I really want to lower my cruze but the borla muffler sets 3.5" from the ground. Has anyone had this issue when going with coilovers? I dont want to rip my exhaust off.


----------



## SneakerFix (Jul 28, 2013)

If it's to low have a muffler shop raise it up. Is this a borla cat back or just the muffler?


----------



## Blue_RS (Aug 30, 2013)

Its the borla catback.


----------



## SneakerFix (Jul 28, 2013)

Yea any muffler shop can adjust the hanger


----------



## CHEVYCRUZE RS (Mar 29, 2011)

The magnaflows dual exhaust cannot be raised since it's placed at the middle of the car, the exhaust channel is too small for it. I have just been scraping until it rips off then I will be going a custom route since I plan on lowering my Cruze even more.
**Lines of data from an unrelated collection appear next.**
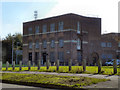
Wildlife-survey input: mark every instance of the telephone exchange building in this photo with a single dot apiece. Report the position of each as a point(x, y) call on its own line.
point(65, 37)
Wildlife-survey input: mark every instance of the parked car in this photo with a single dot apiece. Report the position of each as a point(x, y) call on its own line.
point(110, 62)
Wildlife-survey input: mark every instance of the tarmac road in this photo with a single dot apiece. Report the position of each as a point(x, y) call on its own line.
point(5, 85)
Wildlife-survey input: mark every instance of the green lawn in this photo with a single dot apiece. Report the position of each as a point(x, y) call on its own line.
point(108, 70)
point(69, 81)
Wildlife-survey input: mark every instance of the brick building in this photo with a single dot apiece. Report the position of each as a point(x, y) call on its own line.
point(64, 37)
point(110, 46)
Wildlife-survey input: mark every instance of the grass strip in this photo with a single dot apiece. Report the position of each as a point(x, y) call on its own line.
point(106, 70)
point(50, 80)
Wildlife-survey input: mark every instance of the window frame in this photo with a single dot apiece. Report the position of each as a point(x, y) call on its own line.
point(37, 28)
point(52, 27)
point(44, 28)
point(60, 26)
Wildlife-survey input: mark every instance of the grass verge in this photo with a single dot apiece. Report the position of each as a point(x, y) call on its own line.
point(50, 80)
point(106, 70)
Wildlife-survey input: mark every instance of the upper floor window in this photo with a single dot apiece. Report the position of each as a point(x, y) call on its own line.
point(118, 44)
point(44, 44)
point(61, 56)
point(78, 27)
point(37, 44)
point(44, 28)
point(109, 56)
point(30, 30)
point(60, 26)
point(61, 43)
point(79, 56)
point(52, 27)
point(52, 56)
point(30, 45)
point(36, 29)
point(109, 44)
point(78, 44)
point(103, 44)
point(52, 43)
point(103, 56)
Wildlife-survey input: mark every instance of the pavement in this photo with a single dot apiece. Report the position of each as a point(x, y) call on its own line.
point(113, 83)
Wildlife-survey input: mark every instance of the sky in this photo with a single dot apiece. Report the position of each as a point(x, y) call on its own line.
point(14, 12)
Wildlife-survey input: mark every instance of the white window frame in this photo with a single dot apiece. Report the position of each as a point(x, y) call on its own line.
point(60, 26)
point(52, 27)
point(37, 29)
point(44, 28)
point(30, 45)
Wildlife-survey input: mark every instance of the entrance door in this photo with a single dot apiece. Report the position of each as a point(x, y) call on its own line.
point(44, 57)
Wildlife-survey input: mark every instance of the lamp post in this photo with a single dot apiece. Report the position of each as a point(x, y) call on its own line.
point(12, 47)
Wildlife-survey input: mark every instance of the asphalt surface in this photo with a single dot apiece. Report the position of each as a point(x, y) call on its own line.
point(5, 85)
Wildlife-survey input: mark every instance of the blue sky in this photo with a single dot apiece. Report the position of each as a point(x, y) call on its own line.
point(15, 13)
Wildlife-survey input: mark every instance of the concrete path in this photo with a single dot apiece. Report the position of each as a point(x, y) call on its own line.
point(113, 83)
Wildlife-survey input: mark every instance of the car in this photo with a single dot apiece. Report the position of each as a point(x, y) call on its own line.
point(110, 62)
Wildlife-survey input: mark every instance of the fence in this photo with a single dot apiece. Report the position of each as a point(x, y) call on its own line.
point(47, 64)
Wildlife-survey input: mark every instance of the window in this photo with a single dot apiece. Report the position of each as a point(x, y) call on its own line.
point(30, 45)
point(52, 27)
point(52, 43)
point(30, 30)
point(36, 29)
point(103, 44)
point(44, 44)
point(78, 44)
point(61, 56)
point(60, 26)
point(109, 44)
point(103, 56)
point(61, 43)
point(118, 44)
point(44, 28)
point(36, 57)
point(30, 56)
point(37, 44)
point(79, 56)
point(52, 56)
point(78, 28)
point(109, 56)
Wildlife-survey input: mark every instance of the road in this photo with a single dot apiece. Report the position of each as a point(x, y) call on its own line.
point(5, 85)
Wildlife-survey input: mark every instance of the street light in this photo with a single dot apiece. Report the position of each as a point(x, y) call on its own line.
point(12, 47)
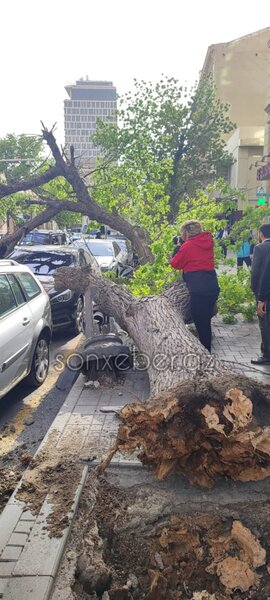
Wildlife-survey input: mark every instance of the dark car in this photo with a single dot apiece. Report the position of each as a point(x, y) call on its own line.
point(67, 306)
point(45, 237)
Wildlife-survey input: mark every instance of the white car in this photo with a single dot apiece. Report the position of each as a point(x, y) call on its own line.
point(25, 327)
point(108, 254)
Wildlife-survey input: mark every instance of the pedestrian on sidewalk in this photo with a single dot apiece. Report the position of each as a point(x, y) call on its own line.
point(259, 286)
point(195, 258)
point(243, 255)
point(177, 241)
point(222, 235)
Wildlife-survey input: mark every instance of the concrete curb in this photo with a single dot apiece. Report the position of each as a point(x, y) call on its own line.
point(29, 558)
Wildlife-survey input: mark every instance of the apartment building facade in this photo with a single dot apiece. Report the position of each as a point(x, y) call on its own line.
point(88, 102)
point(240, 71)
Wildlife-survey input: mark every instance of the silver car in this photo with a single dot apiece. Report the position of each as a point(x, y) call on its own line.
point(108, 254)
point(25, 327)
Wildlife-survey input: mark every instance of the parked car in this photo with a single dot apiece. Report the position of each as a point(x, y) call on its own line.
point(126, 248)
point(25, 327)
point(68, 306)
point(45, 237)
point(108, 254)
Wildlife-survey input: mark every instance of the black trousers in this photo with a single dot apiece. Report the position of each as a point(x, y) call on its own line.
point(242, 259)
point(264, 323)
point(202, 308)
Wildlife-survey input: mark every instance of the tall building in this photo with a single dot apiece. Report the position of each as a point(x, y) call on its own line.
point(240, 71)
point(88, 102)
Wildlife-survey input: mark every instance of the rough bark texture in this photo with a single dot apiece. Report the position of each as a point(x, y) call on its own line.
point(201, 421)
point(170, 352)
point(203, 429)
point(28, 184)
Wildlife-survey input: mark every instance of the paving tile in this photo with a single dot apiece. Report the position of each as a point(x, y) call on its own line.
point(6, 568)
point(27, 516)
point(23, 526)
point(18, 539)
point(28, 588)
point(11, 553)
point(8, 521)
point(3, 584)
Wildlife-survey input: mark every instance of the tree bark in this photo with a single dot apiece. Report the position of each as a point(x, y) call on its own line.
point(84, 204)
point(169, 351)
point(201, 420)
point(29, 184)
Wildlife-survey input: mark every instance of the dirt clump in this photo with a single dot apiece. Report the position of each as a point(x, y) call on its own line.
point(8, 481)
point(203, 430)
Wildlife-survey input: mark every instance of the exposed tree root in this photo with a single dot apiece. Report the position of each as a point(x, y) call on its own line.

I'll keep you guys posted. And good luck with your system


----------



## TheKidJoey (Jul 27, 2013)

CHEVYCRUZE RS said:


> The magnaflows dual exhaust cannot be raised since it's placed at the middle of the car, the exhaust channel is too small for it. I have just been scraping until it rips off then I will be going a custom route since I plan on lowering my Cruze even more. I'll keep you guys posted. And good luck with your system


When u go custom have you looked up mufflers? I'm bout to start the process but don't know which one to buy


----------